労働契約法とは

労働契約と就業規則

労働契約とは、労働者が使用者に使用されて労働することおよび、使用者がこれに対して賃金を支払うことを約することで、本来対等の立場で自主的な交渉を経て合意により締結されるものですが、現実には労働者の立場が弱いため、労働基準法で労働者保護の規制が行われています。

その内容たる労働条件についても労働基準法において、採用時に書面にて明示するようになっていますが、どれくらいの企業が、実際に行っているのでしょうか?

募集広告に書いてある条件を口頭で説明するだけじゃないでしょうか?
後になって、「言った」「言ってない」「聞いた」「聞いていない」などトラブルになっていませんか?

近年、労働環境の悪化、就業形態の多様化により、個別労働紛争の相談件数が増加しています。
 ○全国246,907件(平成22年度)前年247,302件
 ○兵庫県19,927件(平成22年度)前年13,645件
 内容的には、解雇4230件、労働条件(引下げ、配置転換)3290件、いじめ(嫌がらせ)3468件、退職勧奨2407件、で全体の7割を占め

内容的には「解雇(退職勧奨含)」「労働条件(引下げ、配置転換)」「いじめ」が大半で、上記の理由以外にも、社内のコミュニケーション不足、法令の無知など原因による労働契約、就業規則の不備等の問題からモチベーションの低下が考えられます。
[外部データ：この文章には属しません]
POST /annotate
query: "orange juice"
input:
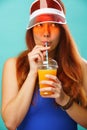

これらの場合、社員が退職後に、都道府県労働局の総合労働相談センターに申し出る事も多く、紛争調整委員会の斡旋を受けたり、労基署の行政指導を受けたりし、時間や費用を費やすことも多くあります。またモチベーションの低下、人材の流出から生産性の低下、業績悪化をまねきかねません。

就業規則に関しても、従業員が、10人を超えたから、形だけ、雛形どおりのものを作っていませんか?
法令も年々改正されております。
知らない間に法令違反になっていたりすることもあります。
また企業の実態と合わないものになっているかも知れません。

平成20年3月に労働契約法が施行され労働契約についての基本ルールを定め、労働者保護を図りながら、労働紛争の抑制し労働関係の安定を図ろうとしています。

採用時に労働条件(賃金、労働時間)を明示した労働契約書の締結とあわせて就業規則も見直してみてはどうでしょうか?これですべて解決するわけではありませんが、抑制する事はできるはずです。

労働契約法改定

非正規労働者の割合が、就業者全体の3割を超え、その大半が、有期労働者が占めている現在、雇い止めの不安を解消、それに伴う不合理な労働条件が定められないように、労働契約法の改正が行われました。
改正のポイントは
 ①無期労働契約への転換(18条)
 ②雇い止め法理の法定化(19条)
 ③不合理な労働条件の禁止(20条)

有期労働契約が繰り返し更新され通算5年を超えると労働者の申込みにより期間の定めのない契約に転換できるようになりました。ただし平成25年4月1日以降の契約から5年がカウントされること、無期になるということは、正社員になることを意味せず、単に契約期間がなくなるということですので、注意してください。また労働者から5年を経過後、6年目に無期への転換を申し出ることが必要で適用されるのは、その契約(6か月1年)の次の契約からになります。
雇い止めは、最高裁の判例の「客観的に合理性を欠き、社会通念上相当であると認められない」場合には、雇い止めは認められないことになります。
現状として有期労働契約でありながら、実質無期契約と同視されるとき、契約が更新されると期待することに合理的な理由がある場合が、当てはまります。
労働契約の期間の有無による労働条件の相違は、職務の内容、責任等を考慮し個々の労働条件について判断されます。